More than 14,500 new patients in the UK are diagnosed each year with cancer of the rectum (the lowest 15cm of the bowel), THAT IS 27% OF ALL NEWLY DIAGNOSED BOWEL CANCERS EACH YEAR. For these patients, incomplete surgical removal of the tumour can result in local tumour recurrence a reduced chance of survival.
Traditionally, post-operative treatment such as chemo-radiotherapy has been given to patients following excision of advanced tumours but tumour recurrence rates in this group of patients remain high, despite advances in optimal surgical techniques (Total Mesorectal Excision surgery, pioneered by Professor Bill Heald in Basingstoke).
The Wessex Cancer Trust and Siemens Medical UK helped us to fund The MERCURY Study – a prospective, European, multidisciplinary project that demonstrated the accuracy and feasibility of MRI (Magnetic Resonance Imaging) as a method of assessing rectal cancer.
This means that using specialised MRI scanning techniques, the features of a rectal tumour can be identified pre-operatively, therefore allowing individualised, optimal treatment to be planned by the multidisciplinary team. Pre-operative therapies can be given to shrink advanced tumours prior to surgery and, early tumours can be identified for which surgery alone is best and pre-operative therapy is not necessary.

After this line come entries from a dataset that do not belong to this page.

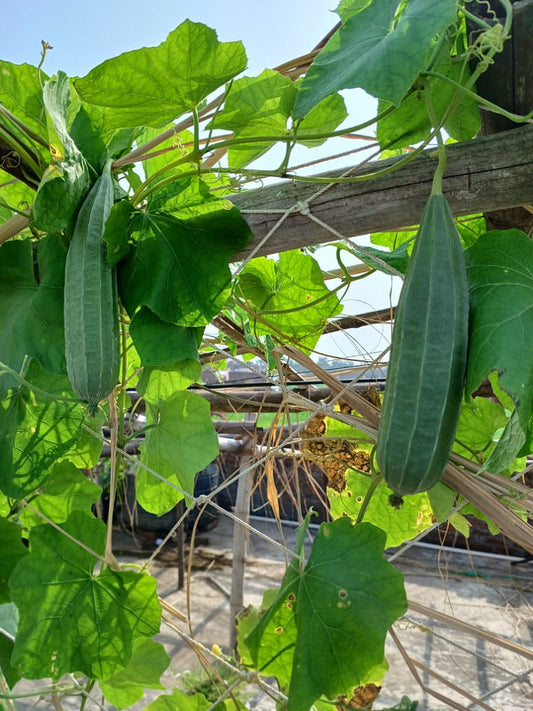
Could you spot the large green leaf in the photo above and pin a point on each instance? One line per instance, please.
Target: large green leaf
(161, 343)
(181, 443)
(345, 600)
(66, 179)
(480, 423)
(178, 699)
(180, 269)
(148, 661)
(154, 85)
(21, 93)
(73, 619)
(500, 275)
(31, 310)
(12, 551)
(256, 106)
(376, 51)
(36, 429)
(159, 384)
(400, 525)
(65, 490)
(276, 650)
(14, 194)
(289, 297)
(261, 106)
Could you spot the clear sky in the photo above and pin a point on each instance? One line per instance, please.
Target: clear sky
(84, 34)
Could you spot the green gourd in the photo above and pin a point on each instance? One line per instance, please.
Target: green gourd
(92, 341)
(427, 365)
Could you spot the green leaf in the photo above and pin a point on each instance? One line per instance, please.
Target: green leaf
(398, 258)
(86, 453)
(36, 431)
(409, 123)
(154, 85)
(159, 384)
(21, 93)
(66, 180)
(289, 296)
(179, 269)
(65, 490)
(276, 651)
(14, 194)
(73, 619)
(345, 600)
(394, 240)
(376, 51)
(148, 661)
(8, 630)
(414, 516)
(480, 424)
(178, 699)
(181, 443)
(31, 311)
(323, 118)
(500, 274)
(256, 106)
(116, 231)
(160, 343)
(12, 551)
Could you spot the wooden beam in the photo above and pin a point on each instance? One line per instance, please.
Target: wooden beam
(489, 173)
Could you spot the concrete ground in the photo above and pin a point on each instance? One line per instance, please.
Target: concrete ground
(493, 595)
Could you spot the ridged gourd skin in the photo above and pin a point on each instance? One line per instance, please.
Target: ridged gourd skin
(92, 338)
(425, 377)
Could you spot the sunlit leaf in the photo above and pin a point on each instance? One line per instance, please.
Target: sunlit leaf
(159, 384)
(73, 619)
(182, 701)
(21, 93)
(66, 179)
(12, 551)
(37, 428)
(500, 276)
(376, 52)
(161, 343)
(148, 661)
(8, 630)
(402, 524)
(256, 106)
(409, 123)
(65, 490)
(181, 443)
(345, 600)
(289, 297)
(179, 269)
(31, 311)
(154, 85)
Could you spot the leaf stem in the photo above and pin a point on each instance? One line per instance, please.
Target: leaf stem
(436, 188)
(374, 482)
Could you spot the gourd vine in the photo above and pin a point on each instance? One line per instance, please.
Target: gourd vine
(119, 285)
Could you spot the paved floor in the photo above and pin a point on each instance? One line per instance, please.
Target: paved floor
(493, 595)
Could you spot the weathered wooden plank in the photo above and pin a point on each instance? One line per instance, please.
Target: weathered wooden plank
(489, 173)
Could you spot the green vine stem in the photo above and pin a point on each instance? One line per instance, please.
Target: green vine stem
(374, 483)
(436, 188)
(110, 559)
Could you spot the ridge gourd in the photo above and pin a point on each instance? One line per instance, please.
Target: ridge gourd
(92, 342)
(425, 377)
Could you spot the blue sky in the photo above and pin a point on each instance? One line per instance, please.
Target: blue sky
(85, 34)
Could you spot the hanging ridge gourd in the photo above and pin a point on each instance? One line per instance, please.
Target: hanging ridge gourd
(427, 365)
(92, 341)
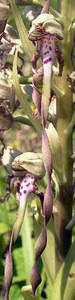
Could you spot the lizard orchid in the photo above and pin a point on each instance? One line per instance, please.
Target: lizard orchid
(46, 32)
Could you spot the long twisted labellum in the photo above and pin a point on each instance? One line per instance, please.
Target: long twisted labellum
(27, 186)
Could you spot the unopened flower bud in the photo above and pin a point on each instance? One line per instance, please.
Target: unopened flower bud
(4, 11)
(8, 156)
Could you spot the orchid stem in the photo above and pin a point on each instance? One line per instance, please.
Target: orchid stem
(65, 111)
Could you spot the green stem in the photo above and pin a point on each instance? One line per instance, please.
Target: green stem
(23, 120)
(65, 111)
(30, 2)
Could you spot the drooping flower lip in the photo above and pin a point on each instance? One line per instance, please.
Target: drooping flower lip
(45, 23)
(29, 162)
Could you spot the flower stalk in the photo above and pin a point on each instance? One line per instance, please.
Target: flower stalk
(65, 111)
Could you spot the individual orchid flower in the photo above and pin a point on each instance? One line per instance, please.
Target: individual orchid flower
(29, 167)
(46, 32)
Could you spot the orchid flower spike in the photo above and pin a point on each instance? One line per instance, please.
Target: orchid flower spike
(46, 32)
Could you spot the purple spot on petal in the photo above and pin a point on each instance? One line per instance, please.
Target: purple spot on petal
(28, 184)
(47, 60)
(21, 187)
(47, 52)
(24, 191)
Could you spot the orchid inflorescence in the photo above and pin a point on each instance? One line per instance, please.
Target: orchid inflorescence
(46, 33)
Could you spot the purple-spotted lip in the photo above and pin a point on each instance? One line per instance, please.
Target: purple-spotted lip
(17, 168)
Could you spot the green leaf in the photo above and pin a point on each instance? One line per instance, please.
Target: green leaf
(64, 286)
(15, 293)
(49, 252)
(23, 34)
(22, 97)
(18, 272)
(26, 291)
(48, 256)
(23, 120)
(27, 247)
(4, 228)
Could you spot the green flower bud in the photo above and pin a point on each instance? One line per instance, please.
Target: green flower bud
(8, 157)
(31, 162)
(4, 12)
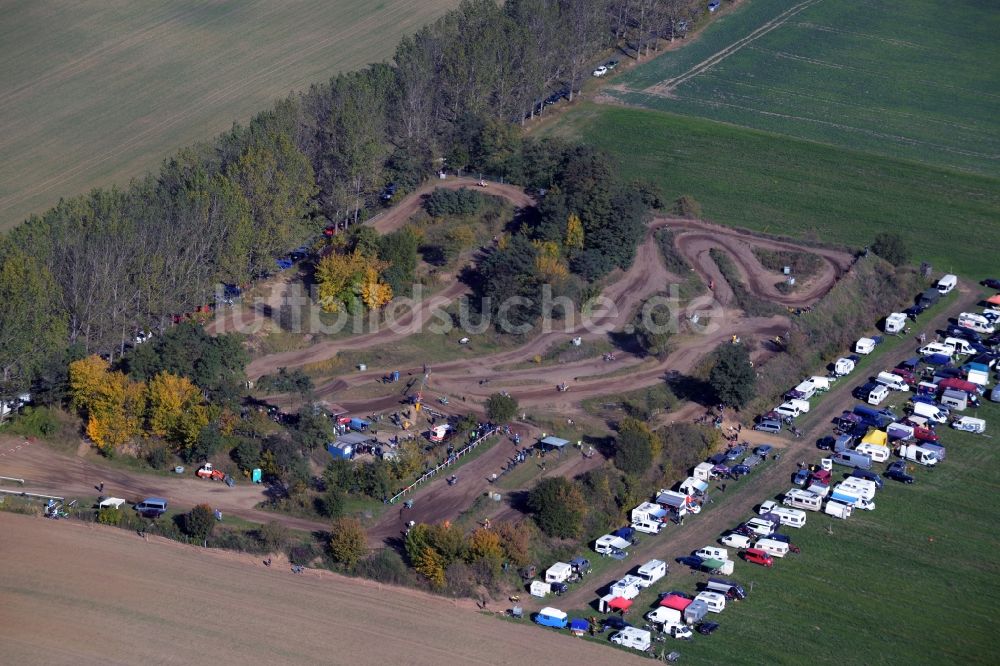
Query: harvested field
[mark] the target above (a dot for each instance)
(97, 92)
(83, 594)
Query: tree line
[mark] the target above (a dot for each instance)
(96, 269)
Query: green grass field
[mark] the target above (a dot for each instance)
(780, 185)
(95, 93)
(912, 582)
(902, 78)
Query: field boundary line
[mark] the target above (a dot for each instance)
(664, 88)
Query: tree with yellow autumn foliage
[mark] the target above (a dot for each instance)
(351, 281)
(176, 409)
(113, 405)
(574, 232)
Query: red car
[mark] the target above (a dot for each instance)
(758, 556)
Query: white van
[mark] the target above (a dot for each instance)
(803, 499)
(930, 412)
(790, 517)
(715, 602)
(947, 283)
(961, 346)
(651, 571)
(838, 510)
(633, 637)
(760, 526)
(976, 322)
(878, 394)
(788, 409)
(802, 405)
(895, 322)
(864, 346)
(936, 348)
(877, 452)
(772, 547)
(895, 382)
(712, 553)
(862, 487)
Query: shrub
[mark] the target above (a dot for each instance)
(442, 202)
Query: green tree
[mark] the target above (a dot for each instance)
(347, 541)
(199, 522)
(635, 446)
(558, 507)
(501, 408)
(891, 247)
(31, 326)
(733, 377)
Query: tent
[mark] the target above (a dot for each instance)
(620, 604)
(554, 443)
(558, 572)
(675, 601)
(879, 437)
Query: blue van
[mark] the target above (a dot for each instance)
(152, 507)
(552, 617)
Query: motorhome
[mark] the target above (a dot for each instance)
(650, 572)
(802, 499)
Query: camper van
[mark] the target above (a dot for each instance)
(918, 454)
(877, 452)
(772, 547)
(957, 400)
(632, 637)
(712, 553)
(946, 284)
(715, 601)
(803, 499)
(864, 346)
(790, 517)
(893, 381)
(976, 322)
(852, 459)
(730, 588)
(838, 510)
(930, 412)
(895, 322)
(650, 572)
(878, 394)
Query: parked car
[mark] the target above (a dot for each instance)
(897, 471)
(707, 628)
(801, 477)
(736, 452)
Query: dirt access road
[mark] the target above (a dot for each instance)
(740, 498)
(83, 594)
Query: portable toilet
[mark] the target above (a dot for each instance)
(539, 589)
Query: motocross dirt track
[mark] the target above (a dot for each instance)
(78, 594)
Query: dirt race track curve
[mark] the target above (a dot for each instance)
(83, 594)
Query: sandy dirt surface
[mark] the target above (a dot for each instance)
(83, 594)
(737, 503)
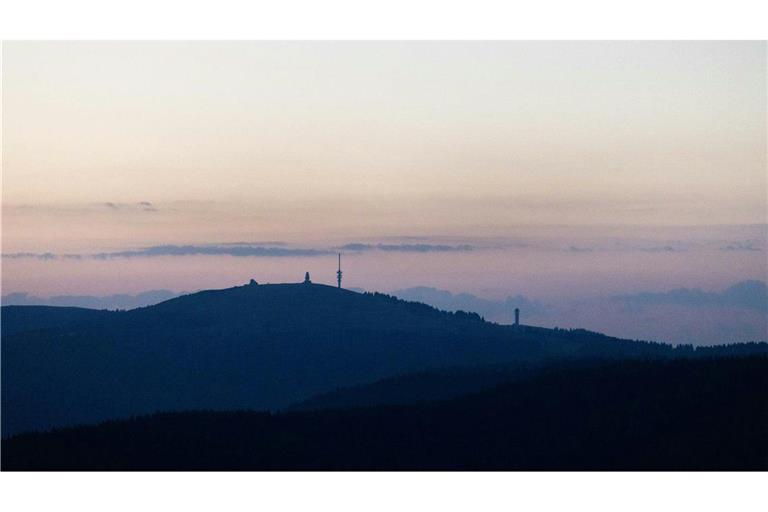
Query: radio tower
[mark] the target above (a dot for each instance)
(338, 273)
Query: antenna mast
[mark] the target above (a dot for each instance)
(338, 273)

The successful results of MERCURY have been presented at medical meetings internationally and published in the BMJ. The MERCURY Study is also cited in the current research evidence for ‘Improving Outcomes in Colorectal Cancer’ from The National Institute of Clinical Excellence.
The MERCURY Study was successful in achieving its aim – to show that pre-operative MRI was equivalent to the corresponding post-operative pathology result and, can therefore be used by the multidisciplinary team for pre-operative treatment planning. It also provided a comprehensive database for the analysis of many other aspects of the management and treatment of patients with rectal cancer.
Patients from MERCURY have been followed up to assess disease recurrence and survival. The results of this follow up have been published in the Journal of Clinical Oncology. Results from this study showed that MRI assessment is superior to other methods in the assessment of overall survival and the local recurrence of the cancer. Another issue that has been highlighted from this database is that patients with low rectal tumours (tumours in the last 6cm of rectum) have a higher risk of incomplete surgical excisions, meaning that the tumour is not completely removed.
The Study Group are now undertaking MERCURY 2 (Low Rectal Cancer Study), using MRI-based, multidisciplinary team management. The primary aim of this study is to reduce the rate of surgery that does not completely remove the tumour in these patients from 30% to less than 10%. This will improve overall survival for patients.
The MERCURY Study Group is a collaboration of specialist colorectal multidisciplinary teams from 12 hospitals in the UK, Sweden, Germany and Norway. Each team consists of surgeons, radiologists, oncologists, pathologists and nurses. Members of the Study Group have attended specialised workshops to ensure high quality, standardised assessment and data reporting for MERCURY research.
These concepts represent a blueprint for the future development of all aspects of management for this – potentially the most curable of all the common cancers.